Faisons, pour un tour, dans la frivolité: ce qui ne va pas me faire des copains…

Vous le savez, les jolis moutons, dans les montagnes, sont capables de suivre, sans hésitation, le premier d’entre eux qui se jette dans le vide.

Heureusement, la bêtise d’une belle partie du public, en particulier adolescent, ne va pas les amener à s’écraser sur les roches alpines. Mais elle est tout de même à relever.

Tout récemment, Sylviane Roche dénonçait l’aspect proprement débile de porter des jeans troués aux genoux. C’est en effet une insulte au bon sens. Payer un pantalon plus cher qu’un standard, pour une démarche prétendument esthétique, qu’y a-t-il de plus absurde? Une véritable insulte aux pauvres.

On veut nous présenter la mode comme un grand art. Si on a un minimum de culture dans ce domaine, on sait bien qu’on n’invente entre rien du tout et pas grand-chose. De temps en temps une trouvaille, une rupture. Beaucoup d’allers et de retours. Il suffit de feuilleter les magazines sur presque un siècle. On y trouve tout. D’innombrables variantes. De l’élégance, du raffinement, mais aussi de la vulgarité, souvent bien proche de ce que l’on propose comme découverte géniale des années après.

Nombre de marques ne sont pas d’aujourd’hui. Hugo Boss a été créé en 1924, ce qui leur a permis de travailler avec la Wehrmacht…

Osons, ô scandale, dire que les sacs Freitag, c’est du bidon pour bobos, afin de compléter l’uniforme noir de nos amis graphistes ou architectes. Au départ, il s’agissait de bâches et de matériel de récupération: donc écolo. Ce qui n’empêche pas les frangins de vendre des sacs à plus de 300 francs.

C’est aussi grotesque que les toiles cirées imprimées des sacs Louis Vuitton. Qui vend ce qui n’est rien d’autre, en grande partie, que du matériel synthétique, au prix de belles peaux de serpent.

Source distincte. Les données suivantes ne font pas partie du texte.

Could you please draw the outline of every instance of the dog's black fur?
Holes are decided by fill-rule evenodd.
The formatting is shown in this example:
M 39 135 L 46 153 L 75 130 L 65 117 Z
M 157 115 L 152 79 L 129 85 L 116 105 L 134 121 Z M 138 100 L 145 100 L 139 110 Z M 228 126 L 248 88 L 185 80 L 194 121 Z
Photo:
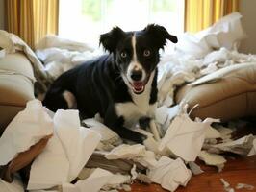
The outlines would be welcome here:
M 114 28 L 100 36 L 100 43 L 109 54 L 62 74 L 47 91 L 43 105 L 53 111 L 66 109 L 70 105 L 64 92 L 71 92 L 81 119 L 99 113 L 104 124 L 121 137 L 141 143 L 144 137 L 141 133 L 124 127 L 129 116 L 117 112 L 116 105 L 131 104 L 131 108 L 141 108 L 135 100 L 146 94 L 144 89 L 149 90 L 145 104 L 149 107 L 156 103 L 159 50 L 164 48 L 166 39 L 177 42 L 176 36 L 159 25 L 152 24 L 141 31 L 126 33 L 118 27 Z M 133 68 L 132 62 L 135 63 Z M 143 111 L 144 114 L 140 115 L 147 116 L 148 111 Z

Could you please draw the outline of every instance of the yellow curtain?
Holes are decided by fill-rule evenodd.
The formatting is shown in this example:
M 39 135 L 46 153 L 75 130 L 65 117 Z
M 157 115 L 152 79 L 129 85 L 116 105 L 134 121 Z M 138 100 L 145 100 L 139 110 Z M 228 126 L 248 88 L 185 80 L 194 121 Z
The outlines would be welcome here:
M 32 48 L 47 34 L 58 34 L 59 0 L 6 0 L 7 30 Z
M 185 0 L 185 31 L 203 30 L 238 9 L 239 0 Z

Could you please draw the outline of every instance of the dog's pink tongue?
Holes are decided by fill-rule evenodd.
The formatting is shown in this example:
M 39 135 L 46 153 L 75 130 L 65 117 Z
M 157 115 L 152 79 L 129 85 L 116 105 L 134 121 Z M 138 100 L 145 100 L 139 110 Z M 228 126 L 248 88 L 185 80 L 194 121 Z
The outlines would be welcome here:
M 135 82 L 133 83 L 133 87 L 136 89 L 136 90 L 141 90 L 143 88 L 143 82 Z

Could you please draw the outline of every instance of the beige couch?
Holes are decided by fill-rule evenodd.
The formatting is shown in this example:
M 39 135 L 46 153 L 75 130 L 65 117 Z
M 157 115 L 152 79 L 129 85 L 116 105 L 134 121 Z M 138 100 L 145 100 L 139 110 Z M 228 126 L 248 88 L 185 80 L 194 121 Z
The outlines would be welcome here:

Nombre de jeunes gens ont un sacré manque de personnalité. Stupidement, ils imitent les tics des acteurs des séries TV américaines, en se baladant dans la rue avec une boisson brandie bien droit dans la main. Un café Starbucks qui aura coûté entre cinq et huit francs, acheté en self-service, emballé dans du carton qui, en hiver, va se refroidir rapidement, sans parler du bilan écologique assez moyen de cette nouvelle mode hors de prix… Alors que, par exemple, Nespresso ou ses concurrents nous proposent en trois minutes un vrai café à l’italienne, en tasse, chaud pour 50 centimes. L’inutile balade sur les trottoirs avec un gobelet, c’est un choix «culturel» qui est manifestement véhiculé par le petit écran: singerie servile, ressentie comme valorisante et prétendument branchée.

De même, les fameux vidéoclips de chanteurs influencent de nombreux jeunes gens: le rap engendre une manière saccadée de parler, habituellement assez pauvre. Un certain «verlan» leur procure une impression clanique, permettant de se croire fort à peu de frais.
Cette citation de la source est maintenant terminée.